I also conclude that there are genuine issues of material fact as to whether Jones’s response as superintendent was clearly unreasonable. As with Dalke, Jones was aware of the ongoing situation at Port Huron Northern from the beginning of his tenure and was in a position to ensure that it was properly addressed. However, Jones took only minimal and ineffective steps to counter the harassment and did nothing to adjust his approach when his efforts were unsuccessful. In fact, as alleged by Plaintiffs, Jones was unresponsive and hostile to requests for more effective responses. As with Dalke, given the history of harassment and its continued escalation and frequency, a reasonable jury could conclude that Jones’s actions were “clearly unreasonable in light of the known circumstances.” Id. at 450.

Accordingly, I would affirm the district court’s judgment holding that Dalke and Jones are not entitled to summary judgment on the grounds of qualified immunity.

II. SCHOOL BOARD

On appeal, Defendants argue for the first time that the individual school-board members are entitled to qualified immunity because, under Michigan law, the school board can act only as a collective entity and, therefore, its members cannot be held individually liable for its inaction. Because this argument was not made before the district court, I would hold that it is waived.

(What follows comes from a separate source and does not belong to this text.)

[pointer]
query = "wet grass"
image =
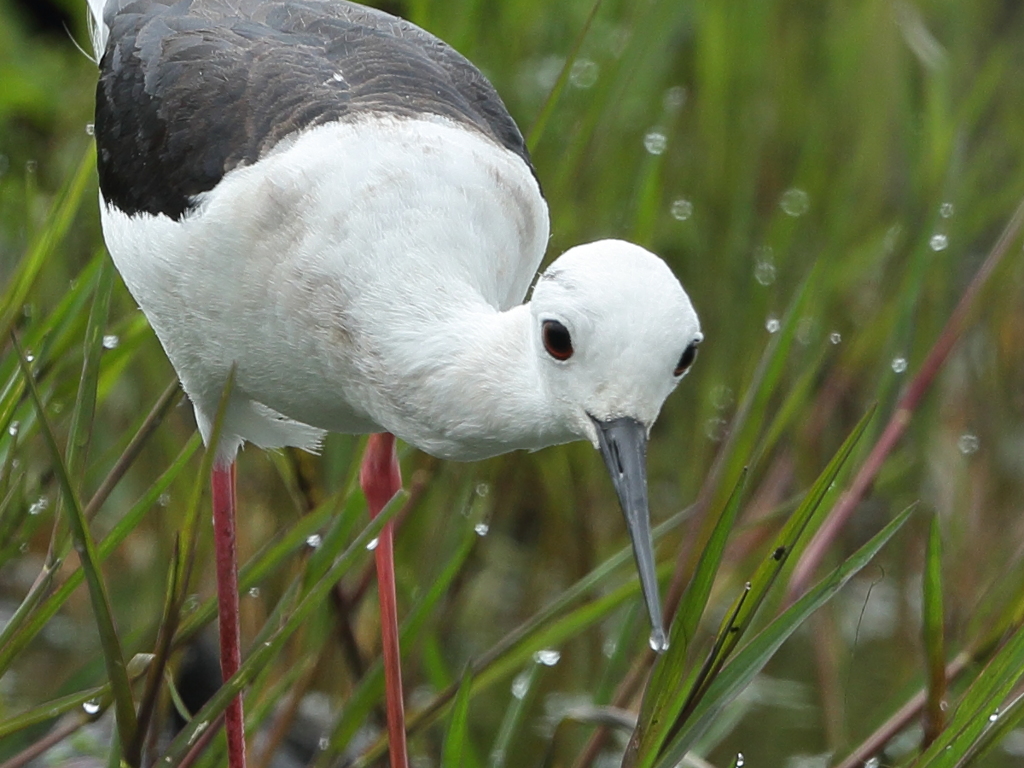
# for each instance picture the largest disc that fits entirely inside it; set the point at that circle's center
(827, 179)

As the Supreme Court explained, “[wjhereas forfeiture is the failure to make the timely assertion of a right,” and therefore still subject to plain-error review, “waiver is the intentional relinquishment or abandonment of a known right” leaving no correctable error in its wake. United States v. Olano, 507 U.S. 725, 733, 113 S.Ct. 1770, 123 L.Ed.2d 508 (1993) (internal quotation marks omitted). Qualified immunity is an affirmative defense and, therefore, is considered waived and abandoned if not affirmatively pleaded. Moore v. City of Harriman, 272 F.3d 769, 791-92 (6th Cir.2001) (en banc) (citing Harlow v. Fitzgerald, 457 U.S. 800, 815, 102 S.Ct. 2727, 73 L.Ed.2d 396 (1982)); see also Kennedy v. City of Cleveland, 797 F.2d 297, 300 (6th Cir.1986) (“Since [qualified] immunity must be affirmatively pleaded, it follows that failure to do so can work a waiver of the defense.”).

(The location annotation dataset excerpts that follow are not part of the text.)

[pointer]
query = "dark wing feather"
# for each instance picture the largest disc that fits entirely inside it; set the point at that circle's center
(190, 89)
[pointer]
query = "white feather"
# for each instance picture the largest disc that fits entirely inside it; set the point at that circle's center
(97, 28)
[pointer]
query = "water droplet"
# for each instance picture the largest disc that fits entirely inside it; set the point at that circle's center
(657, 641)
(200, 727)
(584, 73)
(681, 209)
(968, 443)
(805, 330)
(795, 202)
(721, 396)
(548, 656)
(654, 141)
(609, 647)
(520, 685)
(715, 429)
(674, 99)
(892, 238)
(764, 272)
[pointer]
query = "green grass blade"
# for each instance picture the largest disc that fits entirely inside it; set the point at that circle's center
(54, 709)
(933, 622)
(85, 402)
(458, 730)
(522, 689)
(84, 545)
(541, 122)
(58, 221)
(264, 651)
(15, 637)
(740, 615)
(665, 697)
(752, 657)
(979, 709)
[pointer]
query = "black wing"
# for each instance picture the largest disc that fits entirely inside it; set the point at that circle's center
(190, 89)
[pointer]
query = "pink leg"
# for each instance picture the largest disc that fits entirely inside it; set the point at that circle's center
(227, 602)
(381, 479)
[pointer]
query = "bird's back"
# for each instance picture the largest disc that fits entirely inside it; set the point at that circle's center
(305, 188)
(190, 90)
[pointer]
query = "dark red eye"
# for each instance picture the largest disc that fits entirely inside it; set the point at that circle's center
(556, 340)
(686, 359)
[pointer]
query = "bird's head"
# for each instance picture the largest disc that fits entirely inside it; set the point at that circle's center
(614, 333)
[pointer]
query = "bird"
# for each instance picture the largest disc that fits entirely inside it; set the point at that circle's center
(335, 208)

Under the waiver doctrine, this Circuit has declined to address the merits of an argument in support of a qualified-immunity defense “raised for the first time on appeal unless the party shows that refusal to consider the argument would result in a miscarriage of justice.” Perez v. Oakland Cnty., 466 F.3d 416, 430 (6th Cir.2006), cert. denied, 552 U.S. 823, 128 S.Ct. 166, 169 L.Ed.2d 33 (2007); see also Ruffino v. Sheahan, 218 F.3d 697 (7th Cir.2000) (holding that defendant waived argument that particular point of law “was not clearly established” where defendant failed to present that argument to the district court despite “raising] other arguments supporting [qualified] immunity”). Defendants do not address Plaintiffs’ arguments regarding waiver, let alone provide reasons why treating this argument as waived would “result in a miscarriage of justice.” See Perez, 466 F.3d at 430. Accordingly, it is not proper for this court to consider this argument or to reverse the district court’s denial of qualified immunity to the individual school-board members on this ground.

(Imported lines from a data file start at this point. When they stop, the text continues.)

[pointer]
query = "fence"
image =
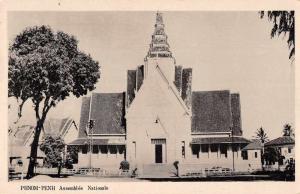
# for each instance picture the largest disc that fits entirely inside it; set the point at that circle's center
(85, 172)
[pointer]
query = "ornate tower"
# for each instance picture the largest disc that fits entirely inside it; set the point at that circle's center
(159, 56)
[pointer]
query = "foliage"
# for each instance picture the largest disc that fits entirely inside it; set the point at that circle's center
(53, 147)
(261, 135)
(288, 130)
(72, 154)
(283, 23)
(46, 67)
(124, 165)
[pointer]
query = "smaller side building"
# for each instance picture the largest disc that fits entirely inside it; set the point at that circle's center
(286, 147)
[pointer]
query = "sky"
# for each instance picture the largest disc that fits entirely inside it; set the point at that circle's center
(227, 50)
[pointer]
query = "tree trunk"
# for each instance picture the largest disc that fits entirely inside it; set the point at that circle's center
(34, 147)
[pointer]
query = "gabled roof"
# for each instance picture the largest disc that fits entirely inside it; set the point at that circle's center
(285, 140)
(57, 127)
(21, 135)
(211, 111)
(107, 110)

Accordingly, I would affirm the district court’s judgment holding that the school-board members are not entitled to sum*624mary judgment on the grounds of qualified immunity.

. As the majority correctly recognizes, the Title IX deliberate-indifference standard is analogous to that applied by the Sixth Circuit in the Section 1983 context. See Williams, 400 F.3d at 369.